I want to sneer and say, “I ain’t on your side, sweetheart!” but something—some
one
—stops me. He goes off to check the luggage, and I turn to Ilsa.

“We’re together forever now, baby.” That’s what I
want
to say. But what comes out is some speech about how the problems of three people don’t come to a hill of beans, and that he needs her for his work.

I check my pocket. The other letter of transit is gone, and I know with a sinking feeling in the pit of my stomach that Lazlo has both of them.

No!
I want to scream.
I did my job! I played my part, I
gave you all the quotes you can handle, I let Ugarte go down the
tubes and I’m arranging for Lalzo to get out in one piece. I won,
damn it! I deserve her!

Ilsa looks at me with tears in her eyes. “And I said I would never leave you!” she says.

Then don’t!
I try to say.
I hope you don’t think I’m doing
all this for the bozo you married.
But the words catch in my throat, and instead I’m telling her that we’ll always have Paris.

She’s about to say something else, but I just give her a loving smile and find myself saying, “Here’s looking at you, kid.”

Great. The dumbest thing I’ve said in years, and it’s the
one everyone will remember.

Then they’re on the plane, and I turn around and Major Strasser’s there. He’s got no reason in the world to be at the airport except to make me look even more heroic.
Fuck you, pal,
I say silently.
If I don’t get the girl, you don’t get a John
Wayne gunfight.
I shoot Strasser down in cold blood just as the plane takes off.

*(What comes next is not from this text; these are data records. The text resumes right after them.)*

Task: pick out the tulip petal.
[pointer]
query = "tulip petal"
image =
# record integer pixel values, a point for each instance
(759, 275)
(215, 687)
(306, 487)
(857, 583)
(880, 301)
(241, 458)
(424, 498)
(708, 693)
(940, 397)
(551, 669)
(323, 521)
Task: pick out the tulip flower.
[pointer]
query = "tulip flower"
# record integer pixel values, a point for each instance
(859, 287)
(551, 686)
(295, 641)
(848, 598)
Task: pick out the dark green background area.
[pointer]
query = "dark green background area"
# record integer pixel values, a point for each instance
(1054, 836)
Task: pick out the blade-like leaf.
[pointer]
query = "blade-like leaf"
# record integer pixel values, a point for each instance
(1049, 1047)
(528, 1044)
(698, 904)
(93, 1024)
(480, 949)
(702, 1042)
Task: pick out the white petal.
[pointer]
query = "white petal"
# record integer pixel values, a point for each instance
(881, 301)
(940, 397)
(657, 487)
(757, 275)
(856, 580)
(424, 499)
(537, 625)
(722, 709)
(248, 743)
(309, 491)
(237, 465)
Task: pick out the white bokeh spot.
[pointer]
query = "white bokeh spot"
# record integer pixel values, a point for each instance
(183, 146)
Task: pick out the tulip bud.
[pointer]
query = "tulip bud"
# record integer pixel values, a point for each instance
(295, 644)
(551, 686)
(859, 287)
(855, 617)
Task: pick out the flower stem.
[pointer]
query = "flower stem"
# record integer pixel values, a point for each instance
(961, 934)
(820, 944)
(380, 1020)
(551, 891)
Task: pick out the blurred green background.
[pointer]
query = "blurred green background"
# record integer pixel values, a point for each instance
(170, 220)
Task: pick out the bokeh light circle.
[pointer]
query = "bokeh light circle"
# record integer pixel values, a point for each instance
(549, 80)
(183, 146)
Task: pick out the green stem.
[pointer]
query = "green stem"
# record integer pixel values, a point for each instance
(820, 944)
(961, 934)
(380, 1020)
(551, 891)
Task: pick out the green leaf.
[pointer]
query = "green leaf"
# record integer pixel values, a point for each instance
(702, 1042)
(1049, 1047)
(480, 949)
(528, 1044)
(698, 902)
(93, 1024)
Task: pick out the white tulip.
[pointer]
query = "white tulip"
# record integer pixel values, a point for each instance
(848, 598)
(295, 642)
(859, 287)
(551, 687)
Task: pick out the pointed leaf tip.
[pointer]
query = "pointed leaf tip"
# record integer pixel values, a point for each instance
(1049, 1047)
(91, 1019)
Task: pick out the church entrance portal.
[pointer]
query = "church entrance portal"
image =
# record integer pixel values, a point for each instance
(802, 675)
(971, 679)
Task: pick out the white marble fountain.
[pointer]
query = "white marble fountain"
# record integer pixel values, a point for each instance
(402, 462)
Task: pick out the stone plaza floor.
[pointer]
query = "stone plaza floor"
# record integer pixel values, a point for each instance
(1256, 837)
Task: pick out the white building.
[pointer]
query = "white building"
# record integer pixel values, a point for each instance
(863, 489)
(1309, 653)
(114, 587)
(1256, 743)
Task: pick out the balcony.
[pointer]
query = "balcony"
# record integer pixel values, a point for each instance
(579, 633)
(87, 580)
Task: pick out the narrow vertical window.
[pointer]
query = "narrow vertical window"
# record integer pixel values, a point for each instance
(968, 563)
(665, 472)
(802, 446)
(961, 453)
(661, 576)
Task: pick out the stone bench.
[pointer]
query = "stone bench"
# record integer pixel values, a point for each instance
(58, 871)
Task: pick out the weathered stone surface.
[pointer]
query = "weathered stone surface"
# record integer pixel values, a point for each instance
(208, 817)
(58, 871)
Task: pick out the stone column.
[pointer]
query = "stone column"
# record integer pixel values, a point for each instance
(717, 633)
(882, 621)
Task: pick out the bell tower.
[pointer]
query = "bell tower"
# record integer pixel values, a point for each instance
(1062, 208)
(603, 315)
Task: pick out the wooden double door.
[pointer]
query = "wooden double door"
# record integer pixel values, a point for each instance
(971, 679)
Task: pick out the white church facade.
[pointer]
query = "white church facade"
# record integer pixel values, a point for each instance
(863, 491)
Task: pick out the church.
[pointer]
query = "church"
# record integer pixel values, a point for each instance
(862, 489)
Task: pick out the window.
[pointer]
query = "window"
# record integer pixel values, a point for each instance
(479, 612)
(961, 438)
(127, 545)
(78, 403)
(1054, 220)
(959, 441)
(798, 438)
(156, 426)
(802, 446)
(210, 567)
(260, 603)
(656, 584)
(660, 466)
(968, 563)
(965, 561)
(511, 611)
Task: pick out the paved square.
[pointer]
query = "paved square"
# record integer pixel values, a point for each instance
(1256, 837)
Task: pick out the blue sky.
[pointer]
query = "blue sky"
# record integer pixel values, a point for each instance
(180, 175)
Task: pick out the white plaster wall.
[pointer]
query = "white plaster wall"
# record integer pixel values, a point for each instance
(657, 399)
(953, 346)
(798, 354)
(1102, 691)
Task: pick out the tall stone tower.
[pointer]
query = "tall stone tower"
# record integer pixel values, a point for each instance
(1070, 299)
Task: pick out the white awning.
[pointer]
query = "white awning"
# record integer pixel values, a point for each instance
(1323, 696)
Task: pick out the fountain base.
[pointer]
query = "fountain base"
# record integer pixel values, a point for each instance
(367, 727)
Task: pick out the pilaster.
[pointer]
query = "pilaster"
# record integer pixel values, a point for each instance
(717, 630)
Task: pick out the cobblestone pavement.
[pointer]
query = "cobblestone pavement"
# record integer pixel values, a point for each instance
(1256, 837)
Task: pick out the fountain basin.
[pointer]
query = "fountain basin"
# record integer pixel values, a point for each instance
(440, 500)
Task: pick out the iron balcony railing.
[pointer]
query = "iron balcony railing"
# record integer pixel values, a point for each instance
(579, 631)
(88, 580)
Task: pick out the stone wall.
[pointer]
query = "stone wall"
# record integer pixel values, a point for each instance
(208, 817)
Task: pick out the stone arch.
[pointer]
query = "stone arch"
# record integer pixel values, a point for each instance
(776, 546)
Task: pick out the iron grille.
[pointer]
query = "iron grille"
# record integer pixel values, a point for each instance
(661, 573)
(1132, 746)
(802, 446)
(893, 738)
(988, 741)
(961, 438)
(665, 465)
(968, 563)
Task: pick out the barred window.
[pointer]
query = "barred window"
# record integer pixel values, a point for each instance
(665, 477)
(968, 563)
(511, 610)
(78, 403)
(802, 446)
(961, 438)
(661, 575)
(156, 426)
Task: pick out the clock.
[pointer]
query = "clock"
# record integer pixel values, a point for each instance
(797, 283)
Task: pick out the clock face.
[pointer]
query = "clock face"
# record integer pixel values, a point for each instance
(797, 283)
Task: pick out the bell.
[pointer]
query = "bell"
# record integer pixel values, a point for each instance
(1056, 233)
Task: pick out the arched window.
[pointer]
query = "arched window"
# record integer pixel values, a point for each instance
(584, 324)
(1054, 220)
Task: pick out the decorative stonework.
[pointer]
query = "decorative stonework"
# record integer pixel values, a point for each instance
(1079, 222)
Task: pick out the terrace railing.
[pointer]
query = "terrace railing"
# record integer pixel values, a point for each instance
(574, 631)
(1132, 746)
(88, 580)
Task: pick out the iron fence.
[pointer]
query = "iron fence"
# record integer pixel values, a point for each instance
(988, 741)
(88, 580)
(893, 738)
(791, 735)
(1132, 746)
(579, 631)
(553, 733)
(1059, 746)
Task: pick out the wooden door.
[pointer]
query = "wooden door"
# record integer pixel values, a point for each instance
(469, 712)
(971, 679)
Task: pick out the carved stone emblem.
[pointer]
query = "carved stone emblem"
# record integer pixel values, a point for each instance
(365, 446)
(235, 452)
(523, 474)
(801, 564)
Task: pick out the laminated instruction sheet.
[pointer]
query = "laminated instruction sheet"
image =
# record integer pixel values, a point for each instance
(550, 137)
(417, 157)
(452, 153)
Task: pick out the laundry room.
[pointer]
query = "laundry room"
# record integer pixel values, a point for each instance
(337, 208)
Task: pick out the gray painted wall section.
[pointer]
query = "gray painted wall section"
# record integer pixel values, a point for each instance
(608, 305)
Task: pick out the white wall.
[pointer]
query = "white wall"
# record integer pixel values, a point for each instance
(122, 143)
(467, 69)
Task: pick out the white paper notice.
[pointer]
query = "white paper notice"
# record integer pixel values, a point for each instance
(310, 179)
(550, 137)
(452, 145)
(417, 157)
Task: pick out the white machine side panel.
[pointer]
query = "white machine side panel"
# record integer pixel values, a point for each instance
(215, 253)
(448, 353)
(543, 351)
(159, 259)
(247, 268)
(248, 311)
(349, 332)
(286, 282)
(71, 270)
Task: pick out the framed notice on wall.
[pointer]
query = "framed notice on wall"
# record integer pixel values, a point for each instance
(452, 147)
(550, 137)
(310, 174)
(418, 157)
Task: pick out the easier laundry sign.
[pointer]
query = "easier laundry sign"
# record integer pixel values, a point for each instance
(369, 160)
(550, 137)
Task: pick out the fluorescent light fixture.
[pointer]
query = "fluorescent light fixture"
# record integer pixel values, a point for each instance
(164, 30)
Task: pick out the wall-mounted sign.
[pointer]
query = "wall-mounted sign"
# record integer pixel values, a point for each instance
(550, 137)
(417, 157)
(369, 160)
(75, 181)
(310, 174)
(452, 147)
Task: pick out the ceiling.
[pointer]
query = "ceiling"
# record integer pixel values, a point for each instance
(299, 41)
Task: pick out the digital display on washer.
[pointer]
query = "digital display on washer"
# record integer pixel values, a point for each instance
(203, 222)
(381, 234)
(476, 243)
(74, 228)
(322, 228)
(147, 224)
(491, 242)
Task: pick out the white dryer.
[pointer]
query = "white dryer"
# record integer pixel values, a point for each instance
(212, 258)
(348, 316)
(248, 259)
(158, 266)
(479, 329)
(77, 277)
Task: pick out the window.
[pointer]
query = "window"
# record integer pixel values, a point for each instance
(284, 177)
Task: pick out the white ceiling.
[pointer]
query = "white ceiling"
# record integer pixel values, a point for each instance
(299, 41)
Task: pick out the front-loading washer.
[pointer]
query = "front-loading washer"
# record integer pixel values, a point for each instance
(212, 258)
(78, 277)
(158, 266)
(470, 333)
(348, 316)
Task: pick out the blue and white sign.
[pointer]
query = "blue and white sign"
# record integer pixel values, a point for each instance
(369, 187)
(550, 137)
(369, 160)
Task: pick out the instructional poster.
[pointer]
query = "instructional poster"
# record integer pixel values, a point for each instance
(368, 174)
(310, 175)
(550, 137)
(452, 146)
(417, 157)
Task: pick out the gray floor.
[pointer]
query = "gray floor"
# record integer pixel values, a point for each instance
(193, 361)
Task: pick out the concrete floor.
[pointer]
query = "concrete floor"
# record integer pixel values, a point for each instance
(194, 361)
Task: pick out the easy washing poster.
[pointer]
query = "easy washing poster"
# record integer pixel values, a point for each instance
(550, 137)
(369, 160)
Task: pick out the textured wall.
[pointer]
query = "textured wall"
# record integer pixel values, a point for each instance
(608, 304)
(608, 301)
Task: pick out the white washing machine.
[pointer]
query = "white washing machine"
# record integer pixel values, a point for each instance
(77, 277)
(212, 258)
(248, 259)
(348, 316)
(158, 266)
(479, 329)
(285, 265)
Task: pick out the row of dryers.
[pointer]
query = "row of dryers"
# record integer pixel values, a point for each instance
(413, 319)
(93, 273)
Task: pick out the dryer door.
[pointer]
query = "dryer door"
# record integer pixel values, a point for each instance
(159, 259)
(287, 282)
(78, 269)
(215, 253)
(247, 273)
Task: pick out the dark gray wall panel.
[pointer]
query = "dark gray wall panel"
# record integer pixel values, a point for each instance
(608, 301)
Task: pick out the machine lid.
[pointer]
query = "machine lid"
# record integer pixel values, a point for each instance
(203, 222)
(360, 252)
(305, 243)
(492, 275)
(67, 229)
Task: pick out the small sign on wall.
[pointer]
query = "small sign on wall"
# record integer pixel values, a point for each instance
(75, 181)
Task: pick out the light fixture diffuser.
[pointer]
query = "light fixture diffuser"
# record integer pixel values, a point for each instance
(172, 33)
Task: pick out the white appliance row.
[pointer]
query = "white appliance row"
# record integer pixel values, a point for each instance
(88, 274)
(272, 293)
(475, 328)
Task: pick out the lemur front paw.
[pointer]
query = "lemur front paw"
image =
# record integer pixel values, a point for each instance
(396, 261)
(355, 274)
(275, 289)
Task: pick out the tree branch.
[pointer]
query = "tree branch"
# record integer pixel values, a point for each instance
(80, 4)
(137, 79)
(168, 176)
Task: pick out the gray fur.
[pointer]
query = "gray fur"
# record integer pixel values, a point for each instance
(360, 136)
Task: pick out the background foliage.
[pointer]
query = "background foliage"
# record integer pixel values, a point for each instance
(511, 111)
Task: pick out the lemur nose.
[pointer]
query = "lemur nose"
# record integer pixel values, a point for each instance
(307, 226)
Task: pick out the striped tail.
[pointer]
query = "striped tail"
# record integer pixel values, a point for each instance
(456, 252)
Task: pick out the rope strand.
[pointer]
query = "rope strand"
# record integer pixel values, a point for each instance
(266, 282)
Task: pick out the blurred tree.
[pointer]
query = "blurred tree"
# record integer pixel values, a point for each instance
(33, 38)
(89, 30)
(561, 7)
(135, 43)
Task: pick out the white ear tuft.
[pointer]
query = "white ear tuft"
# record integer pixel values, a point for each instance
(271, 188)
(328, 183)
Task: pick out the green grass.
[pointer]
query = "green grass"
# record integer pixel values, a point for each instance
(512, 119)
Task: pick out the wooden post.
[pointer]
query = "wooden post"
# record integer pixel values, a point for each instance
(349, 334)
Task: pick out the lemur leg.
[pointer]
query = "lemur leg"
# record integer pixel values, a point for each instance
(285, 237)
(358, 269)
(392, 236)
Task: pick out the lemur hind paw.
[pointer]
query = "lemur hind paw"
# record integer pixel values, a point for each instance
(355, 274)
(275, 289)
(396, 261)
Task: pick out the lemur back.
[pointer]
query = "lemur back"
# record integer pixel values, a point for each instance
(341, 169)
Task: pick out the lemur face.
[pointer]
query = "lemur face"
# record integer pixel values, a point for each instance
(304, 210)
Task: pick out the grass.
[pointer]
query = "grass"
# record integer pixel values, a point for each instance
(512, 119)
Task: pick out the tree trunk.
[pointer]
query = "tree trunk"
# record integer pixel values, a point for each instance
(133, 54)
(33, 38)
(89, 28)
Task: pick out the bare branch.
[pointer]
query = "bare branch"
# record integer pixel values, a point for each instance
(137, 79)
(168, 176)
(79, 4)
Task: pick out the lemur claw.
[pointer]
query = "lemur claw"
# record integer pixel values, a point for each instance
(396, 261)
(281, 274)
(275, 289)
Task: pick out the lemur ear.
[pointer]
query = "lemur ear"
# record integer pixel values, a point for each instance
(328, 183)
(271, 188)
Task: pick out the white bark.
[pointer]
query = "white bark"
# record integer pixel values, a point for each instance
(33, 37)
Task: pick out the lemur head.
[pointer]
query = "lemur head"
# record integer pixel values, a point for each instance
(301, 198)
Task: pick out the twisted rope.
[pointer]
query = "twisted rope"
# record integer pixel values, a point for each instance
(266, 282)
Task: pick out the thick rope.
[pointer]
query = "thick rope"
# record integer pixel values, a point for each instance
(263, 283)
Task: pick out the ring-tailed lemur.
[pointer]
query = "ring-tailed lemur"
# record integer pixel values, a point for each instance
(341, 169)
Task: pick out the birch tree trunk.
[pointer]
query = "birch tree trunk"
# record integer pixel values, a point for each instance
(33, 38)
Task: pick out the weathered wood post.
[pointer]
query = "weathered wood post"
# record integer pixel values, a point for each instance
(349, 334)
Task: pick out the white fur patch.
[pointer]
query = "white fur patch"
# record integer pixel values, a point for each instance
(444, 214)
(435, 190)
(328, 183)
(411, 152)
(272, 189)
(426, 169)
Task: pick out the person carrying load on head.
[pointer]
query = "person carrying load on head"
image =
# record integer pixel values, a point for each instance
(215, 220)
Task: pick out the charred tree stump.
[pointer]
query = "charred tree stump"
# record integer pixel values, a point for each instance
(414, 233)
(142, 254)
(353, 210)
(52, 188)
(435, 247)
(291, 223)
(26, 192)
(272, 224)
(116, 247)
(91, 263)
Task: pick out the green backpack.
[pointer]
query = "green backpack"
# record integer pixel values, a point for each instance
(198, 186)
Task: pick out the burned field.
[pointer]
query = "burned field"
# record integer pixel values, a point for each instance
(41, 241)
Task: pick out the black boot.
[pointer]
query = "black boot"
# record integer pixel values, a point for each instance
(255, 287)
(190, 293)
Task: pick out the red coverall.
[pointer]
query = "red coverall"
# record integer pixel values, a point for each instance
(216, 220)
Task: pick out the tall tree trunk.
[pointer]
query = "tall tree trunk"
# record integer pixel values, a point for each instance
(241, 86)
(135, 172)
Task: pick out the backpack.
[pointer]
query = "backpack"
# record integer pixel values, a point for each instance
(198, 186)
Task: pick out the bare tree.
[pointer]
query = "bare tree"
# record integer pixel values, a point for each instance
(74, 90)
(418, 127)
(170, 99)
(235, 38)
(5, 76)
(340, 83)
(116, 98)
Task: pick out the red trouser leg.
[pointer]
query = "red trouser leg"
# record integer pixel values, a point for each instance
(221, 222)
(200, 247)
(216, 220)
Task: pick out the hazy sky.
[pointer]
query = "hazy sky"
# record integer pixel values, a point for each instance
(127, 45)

It’s obvious that we need a memorable line, something to break the tension.

Think of your own line. I’m not playing any more.

Finally Renault says, “Round up the usual suspects.”

Not bad. I’d have done better, but not bad.

There’s nothing left to do. We start walking off into the fog. He says something about going to Brazzaville. Just what I always wanted: a garrison with no electricity, no running water, and no women except for the ones who wear those huge plates in their lips.

Give me a break,
I try to say. What comes out is, “Louie, I think this is the beginning of a beautiful friendship.”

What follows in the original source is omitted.